If you’re unable to decide if you should buy gold now or wait, you’re among almost every investor that asks before buying gold: Even if I get a good price now, will I be able to get a better price later?
Even though gold’s long-standing and safe-haven characterises sets it apart from its rivals, we all want the best price we can get – and any good consumer will consider the timing of their buying decisions.
#1 - Know what months in a year gold is often cheap
Historical analysis of gold prices since 1975 reveal beneficial cost-effective patterns, wherein prices tend to surge during the first few months of the year.
The price cools down March through August, then takes off again in the months of September, October and November.
This means that on a historical basis, the best times to buy gold are early January, March and early April, or from mid-June to early July.
While there are years when gold price falls and also years it soars, averaging out those surges and plunges, investors will get their best price at the very beginning of the year, or end of the year before.
Since 1975, gold prices tend to drop the most in March. Analysis shows April might offer a slightly lower overall price, but March is when gold consistently falls the most and is thus one of the best times to buy.
#2 – Plan when you aim to sell the gold before you buy it
Are you buying gold now to sell soon or much later? The purpose of buying gold will decide if the right time for you to hold onto it is now.
Investment experts often reiterate how understanding your investment goals and risk tolerance helps determine when the time might be right for you to allocate a portion of your portfolio to gold.
If your goal is diversification, consider gold for a long-term time horizon that accounts for gold’s positive or negative correlation to other assets.
Some investment experts assert that gold is an asset with intrinsic value, making it unique and necessary for investors to hold in their portfolios for the long term.
Although the commodity could be just as volatile as stocks in the short term, it has been proven historically to appreciate in value in the long term.
Over the past 20 years, the price of gold has increased 580 per cent to about $1,800 per ounce, which is the average price level seen currently.
So if you plan to sell the gold later, given the historical prices trends, it would be prudent to hold onto it.

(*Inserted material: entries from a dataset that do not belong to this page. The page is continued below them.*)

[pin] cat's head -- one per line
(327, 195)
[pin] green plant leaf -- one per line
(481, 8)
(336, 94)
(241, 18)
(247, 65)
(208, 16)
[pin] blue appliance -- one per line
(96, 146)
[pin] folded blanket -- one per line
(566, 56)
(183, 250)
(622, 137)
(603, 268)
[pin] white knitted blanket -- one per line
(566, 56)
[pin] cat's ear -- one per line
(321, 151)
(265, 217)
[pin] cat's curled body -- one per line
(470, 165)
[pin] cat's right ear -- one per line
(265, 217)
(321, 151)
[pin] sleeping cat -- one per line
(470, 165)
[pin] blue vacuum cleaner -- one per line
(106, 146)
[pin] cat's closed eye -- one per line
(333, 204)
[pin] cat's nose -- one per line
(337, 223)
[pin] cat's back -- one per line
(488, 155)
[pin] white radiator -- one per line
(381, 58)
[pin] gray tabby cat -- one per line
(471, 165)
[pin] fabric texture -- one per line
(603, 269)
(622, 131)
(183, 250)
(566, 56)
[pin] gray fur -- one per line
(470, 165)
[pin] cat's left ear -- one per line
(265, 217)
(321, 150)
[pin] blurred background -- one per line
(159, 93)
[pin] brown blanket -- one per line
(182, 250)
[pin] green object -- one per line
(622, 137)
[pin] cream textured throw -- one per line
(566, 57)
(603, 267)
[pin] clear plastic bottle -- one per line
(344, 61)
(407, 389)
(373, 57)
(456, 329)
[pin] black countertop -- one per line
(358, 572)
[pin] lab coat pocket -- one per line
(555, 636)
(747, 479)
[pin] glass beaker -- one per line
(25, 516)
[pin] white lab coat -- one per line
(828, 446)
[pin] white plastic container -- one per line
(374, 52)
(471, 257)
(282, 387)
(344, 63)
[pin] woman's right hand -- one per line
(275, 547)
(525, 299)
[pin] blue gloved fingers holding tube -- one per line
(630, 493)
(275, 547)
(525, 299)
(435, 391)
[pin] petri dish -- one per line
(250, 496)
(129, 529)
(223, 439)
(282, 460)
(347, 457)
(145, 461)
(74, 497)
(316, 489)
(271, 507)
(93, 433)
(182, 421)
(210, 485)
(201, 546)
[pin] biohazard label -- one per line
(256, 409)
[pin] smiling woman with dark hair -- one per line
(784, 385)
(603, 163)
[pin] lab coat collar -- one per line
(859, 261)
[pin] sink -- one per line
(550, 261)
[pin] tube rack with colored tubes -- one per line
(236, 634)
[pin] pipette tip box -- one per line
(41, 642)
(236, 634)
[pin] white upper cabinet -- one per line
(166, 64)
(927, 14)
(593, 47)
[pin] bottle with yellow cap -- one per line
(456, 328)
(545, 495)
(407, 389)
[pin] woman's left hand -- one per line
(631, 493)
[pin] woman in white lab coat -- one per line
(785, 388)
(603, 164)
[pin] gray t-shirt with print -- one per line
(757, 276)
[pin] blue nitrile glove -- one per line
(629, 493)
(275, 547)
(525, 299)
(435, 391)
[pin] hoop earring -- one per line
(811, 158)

If you plan to sell it in a few months’ time, see if it’s cost effective based on the above monthly trends.
#3 - How much gold you buy will determine aptness of timing
After determining your investment goals, consider how you would like to invest in the commodity.

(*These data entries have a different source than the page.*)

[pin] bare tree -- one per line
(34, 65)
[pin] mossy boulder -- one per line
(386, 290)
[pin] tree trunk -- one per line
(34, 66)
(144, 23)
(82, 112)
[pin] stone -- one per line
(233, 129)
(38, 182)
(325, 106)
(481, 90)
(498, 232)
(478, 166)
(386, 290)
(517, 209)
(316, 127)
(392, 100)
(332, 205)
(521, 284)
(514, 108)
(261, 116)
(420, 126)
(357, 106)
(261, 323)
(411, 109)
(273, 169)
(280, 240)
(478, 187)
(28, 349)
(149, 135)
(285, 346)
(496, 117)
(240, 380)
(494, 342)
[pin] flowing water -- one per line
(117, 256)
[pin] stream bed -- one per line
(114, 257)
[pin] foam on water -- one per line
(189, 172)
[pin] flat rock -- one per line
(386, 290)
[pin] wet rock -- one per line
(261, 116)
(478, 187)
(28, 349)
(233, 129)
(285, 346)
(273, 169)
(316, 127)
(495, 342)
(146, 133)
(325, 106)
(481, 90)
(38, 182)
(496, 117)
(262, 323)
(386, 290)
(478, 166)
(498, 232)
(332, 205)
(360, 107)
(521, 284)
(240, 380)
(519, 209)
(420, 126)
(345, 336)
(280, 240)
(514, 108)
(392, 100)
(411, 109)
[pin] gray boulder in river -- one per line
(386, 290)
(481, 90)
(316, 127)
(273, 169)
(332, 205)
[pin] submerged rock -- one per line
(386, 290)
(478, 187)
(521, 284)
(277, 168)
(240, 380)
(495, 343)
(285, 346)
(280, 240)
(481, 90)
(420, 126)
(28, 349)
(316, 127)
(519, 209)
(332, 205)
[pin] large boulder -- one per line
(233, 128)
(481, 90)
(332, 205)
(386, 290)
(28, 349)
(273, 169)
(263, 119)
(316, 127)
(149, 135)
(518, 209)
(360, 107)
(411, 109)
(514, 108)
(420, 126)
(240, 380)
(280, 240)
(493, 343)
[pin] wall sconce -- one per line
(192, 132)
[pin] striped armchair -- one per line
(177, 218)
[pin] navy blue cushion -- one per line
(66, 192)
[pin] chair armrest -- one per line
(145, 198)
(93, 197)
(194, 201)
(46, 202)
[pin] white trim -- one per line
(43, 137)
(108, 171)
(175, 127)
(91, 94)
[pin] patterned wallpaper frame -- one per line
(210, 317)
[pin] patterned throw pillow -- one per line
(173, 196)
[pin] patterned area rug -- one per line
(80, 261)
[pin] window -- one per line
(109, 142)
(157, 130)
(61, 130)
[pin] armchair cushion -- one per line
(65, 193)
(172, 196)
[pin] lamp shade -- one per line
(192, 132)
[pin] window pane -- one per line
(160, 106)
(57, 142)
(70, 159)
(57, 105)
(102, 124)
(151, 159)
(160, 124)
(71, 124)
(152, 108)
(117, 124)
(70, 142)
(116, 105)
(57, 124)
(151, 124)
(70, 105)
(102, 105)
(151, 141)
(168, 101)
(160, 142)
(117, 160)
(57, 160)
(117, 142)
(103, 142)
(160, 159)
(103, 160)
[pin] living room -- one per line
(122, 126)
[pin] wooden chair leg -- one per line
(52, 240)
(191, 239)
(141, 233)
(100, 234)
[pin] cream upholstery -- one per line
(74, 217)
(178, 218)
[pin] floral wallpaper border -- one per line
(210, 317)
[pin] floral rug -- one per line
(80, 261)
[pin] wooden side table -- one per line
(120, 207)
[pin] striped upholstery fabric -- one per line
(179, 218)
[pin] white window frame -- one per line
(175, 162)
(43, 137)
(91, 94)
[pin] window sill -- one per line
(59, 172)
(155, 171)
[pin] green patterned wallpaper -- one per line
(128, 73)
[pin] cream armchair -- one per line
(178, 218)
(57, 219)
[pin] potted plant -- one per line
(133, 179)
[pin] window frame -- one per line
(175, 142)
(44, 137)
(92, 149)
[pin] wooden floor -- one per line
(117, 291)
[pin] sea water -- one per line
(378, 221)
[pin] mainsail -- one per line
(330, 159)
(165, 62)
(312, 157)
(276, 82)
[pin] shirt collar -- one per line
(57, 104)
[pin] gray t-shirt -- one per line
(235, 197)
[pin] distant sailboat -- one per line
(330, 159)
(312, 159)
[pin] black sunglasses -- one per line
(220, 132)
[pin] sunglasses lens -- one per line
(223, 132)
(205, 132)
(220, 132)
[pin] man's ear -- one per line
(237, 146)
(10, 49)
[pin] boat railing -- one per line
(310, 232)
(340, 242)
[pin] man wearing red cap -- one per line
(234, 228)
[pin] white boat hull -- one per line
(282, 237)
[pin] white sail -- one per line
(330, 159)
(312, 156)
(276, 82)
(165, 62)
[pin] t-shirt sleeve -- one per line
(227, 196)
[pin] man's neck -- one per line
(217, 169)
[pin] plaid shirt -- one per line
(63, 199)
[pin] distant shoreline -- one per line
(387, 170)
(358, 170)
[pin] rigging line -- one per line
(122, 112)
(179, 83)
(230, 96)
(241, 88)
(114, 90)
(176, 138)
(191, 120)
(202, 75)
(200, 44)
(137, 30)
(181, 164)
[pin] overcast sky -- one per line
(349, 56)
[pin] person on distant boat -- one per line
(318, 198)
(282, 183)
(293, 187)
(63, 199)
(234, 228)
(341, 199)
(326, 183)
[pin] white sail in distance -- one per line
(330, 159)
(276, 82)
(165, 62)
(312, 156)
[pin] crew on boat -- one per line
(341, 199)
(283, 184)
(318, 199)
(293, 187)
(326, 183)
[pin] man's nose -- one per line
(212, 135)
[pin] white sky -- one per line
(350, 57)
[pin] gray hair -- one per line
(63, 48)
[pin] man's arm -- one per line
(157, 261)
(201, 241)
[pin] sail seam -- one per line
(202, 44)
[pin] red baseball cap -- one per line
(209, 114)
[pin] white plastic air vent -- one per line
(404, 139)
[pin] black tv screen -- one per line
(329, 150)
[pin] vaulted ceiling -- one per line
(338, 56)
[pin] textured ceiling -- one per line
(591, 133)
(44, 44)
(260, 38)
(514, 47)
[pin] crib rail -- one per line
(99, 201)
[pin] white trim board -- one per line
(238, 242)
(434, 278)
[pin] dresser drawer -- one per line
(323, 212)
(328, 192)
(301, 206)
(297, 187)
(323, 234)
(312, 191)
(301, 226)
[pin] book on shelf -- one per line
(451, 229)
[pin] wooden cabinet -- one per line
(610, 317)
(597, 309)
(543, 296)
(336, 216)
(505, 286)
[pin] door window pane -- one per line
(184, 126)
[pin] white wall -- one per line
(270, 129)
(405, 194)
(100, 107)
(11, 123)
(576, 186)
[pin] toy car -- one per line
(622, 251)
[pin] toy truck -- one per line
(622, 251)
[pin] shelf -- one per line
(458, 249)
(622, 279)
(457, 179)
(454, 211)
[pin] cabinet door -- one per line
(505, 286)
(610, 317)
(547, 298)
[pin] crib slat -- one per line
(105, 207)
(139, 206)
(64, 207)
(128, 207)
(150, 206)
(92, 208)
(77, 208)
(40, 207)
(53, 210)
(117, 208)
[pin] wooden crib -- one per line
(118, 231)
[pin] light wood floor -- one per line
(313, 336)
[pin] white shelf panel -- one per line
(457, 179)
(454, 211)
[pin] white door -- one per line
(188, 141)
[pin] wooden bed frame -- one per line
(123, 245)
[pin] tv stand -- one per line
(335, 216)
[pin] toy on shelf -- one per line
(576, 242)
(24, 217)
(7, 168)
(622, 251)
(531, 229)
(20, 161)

It is possible to invest in gold through a variety of ways, including through exchange-traded funds (ETFs) and mutual funds, buying stock in gold miners and owning the physical product.
Each gold-related investment product has its own risk and return profile, as well as liquidity characteristics and fees.
Regardless of the form of gold you choose, advisors generally recommend allocating about 5 per cent of your portfolio to the commodity and certainly no more than 10 per cent.
Investing in gold ETFs and mutual funds can provide investors with exposure to the metal’s long-term stability while offering more liquidity than physical gold and more diversification than gold stocks.
Gold stocks are an option for investors who like the idea of adding exposure to gold but do not want to buy the physical commodity.
Physical gold is a good option for those who want direct exposure to gold, especially since it is typically less expensive than investing in gold ETFs.
#4 - Gauge the relation between global economic growth and gold prices
A potentially good time to invest in gold is when a recession has just hit, bringing prospects of rising inflation and declining rates.
If rates are expected to increase alongside inflation, typically mid-cycle (average peak of global economic growth), then the opportunity to profit from an investment in gold may have already passed.
The commodity is not correlated to stocks, bonds or real estate, providing investors with further opportunity to mitigate risk by spreading out their investments in different assets.
Additionally, people sometimes invest in gold to hedge against inflation, with the idea being that gold appreciates and preserves wealth even more in an environment where investors face rising inflation.
As such, investors often position some of their investments in gold – a hard asset that has traditionally maintained its value as inflation increases.
Others turn to gold as a safe haven during times of global economic uncertainty because the commodity appreciates when there is an aversion to risk in the markets.
Gold is still a very small proportion of most people’s portfolio, but experts explain how even an increase of 1 to 2 per cent can have a major bearing on the profits an investor makes in the short or long run.